Ivana Uspenski received her PhD in Media Theory from the University of the Arts in Belgrade. She has worked as a journalist, sound engineer, and lead international media departments of several advertising agencies in Serbia and Germany (OMD Media in Belgrade, PHD Germany in Frankfurt, Mindshare/Cosmo in Dusseldorf). Her research interests range from Information and Communication and Web 2.0 to Mapping and Visualization, Critical Geography, Film Theory, and Cybertextuality. Her publications include a chapter on “Mass Intelligence and the Commoditized Reader,” published in New Perspectives on Consumer Culture Theory and Research, ed.
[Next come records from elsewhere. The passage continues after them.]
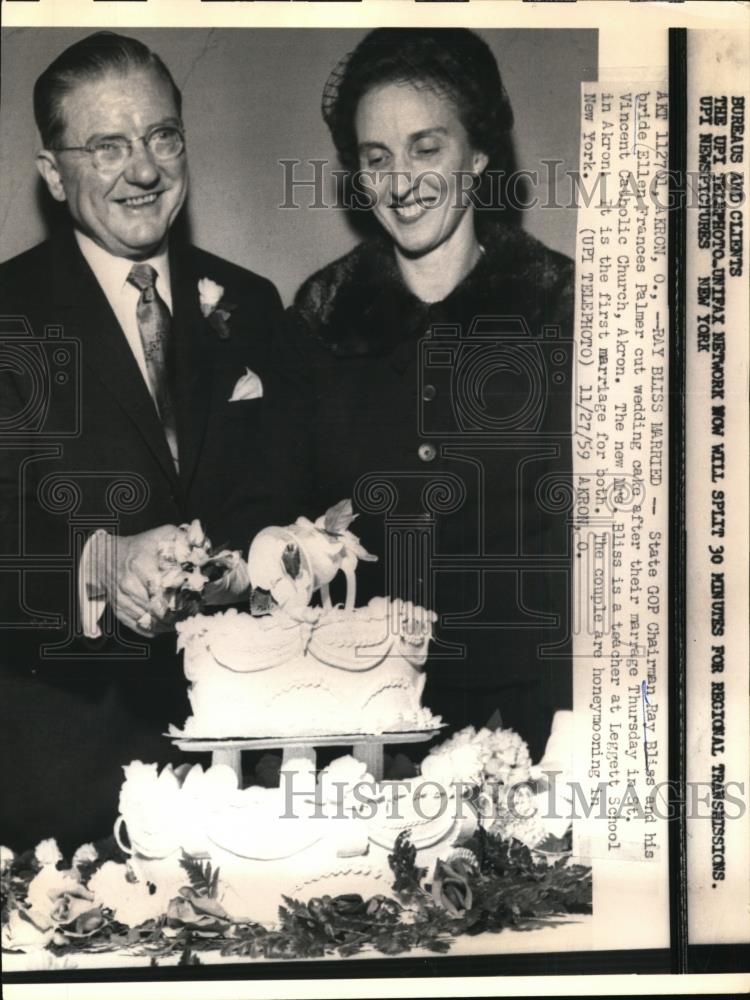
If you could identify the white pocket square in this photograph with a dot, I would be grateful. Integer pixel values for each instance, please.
(249, 386)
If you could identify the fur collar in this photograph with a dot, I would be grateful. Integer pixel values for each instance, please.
(359, 304)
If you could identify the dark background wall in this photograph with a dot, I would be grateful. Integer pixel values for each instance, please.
(252, 98)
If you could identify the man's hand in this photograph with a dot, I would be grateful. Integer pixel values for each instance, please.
(125, 569)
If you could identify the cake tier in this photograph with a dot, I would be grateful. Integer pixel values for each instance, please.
(331, 833)
(348, 672)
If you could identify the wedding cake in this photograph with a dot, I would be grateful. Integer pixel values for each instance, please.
(288, 669)
(326, 861)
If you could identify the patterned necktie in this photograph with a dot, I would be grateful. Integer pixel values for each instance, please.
(154, 325)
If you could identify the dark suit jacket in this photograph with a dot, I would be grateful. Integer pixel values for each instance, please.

Pavel Zahrádka and Renáta Sedláková (Cambridge Scholars Publishing, 2012), “Shared in Confidence: A Machine to a Machine” published in the proceedings of the Beyond AI: Artificial Golem Intelligence Conference (Pilsen, Czech Republic, November 2013), a translation into Serbian of Ivo Blaha’s Dramaturgija zvuka u audio-vizuelnom delu (The Dramaturgy of Sound in Audio-Visual Works, 2008), and Fascinacije teorijom ili Ka novoj teoriji vizuelnih umetnosti i culture (The Fascination of Theory, or On New Theories in Visual Art and Culture, 2008), coauthored with Mariela Cvetic, Lidija Prising, and Vida Knezevic. She has published articles in AM: Art and Media Journal for Art and Media Studies and International Scientific Journal: Film and Media Studies and presented lectures and talks in Belgrade, London, Olomouc and Pilsen (the Czech Republic), Vienna, and London.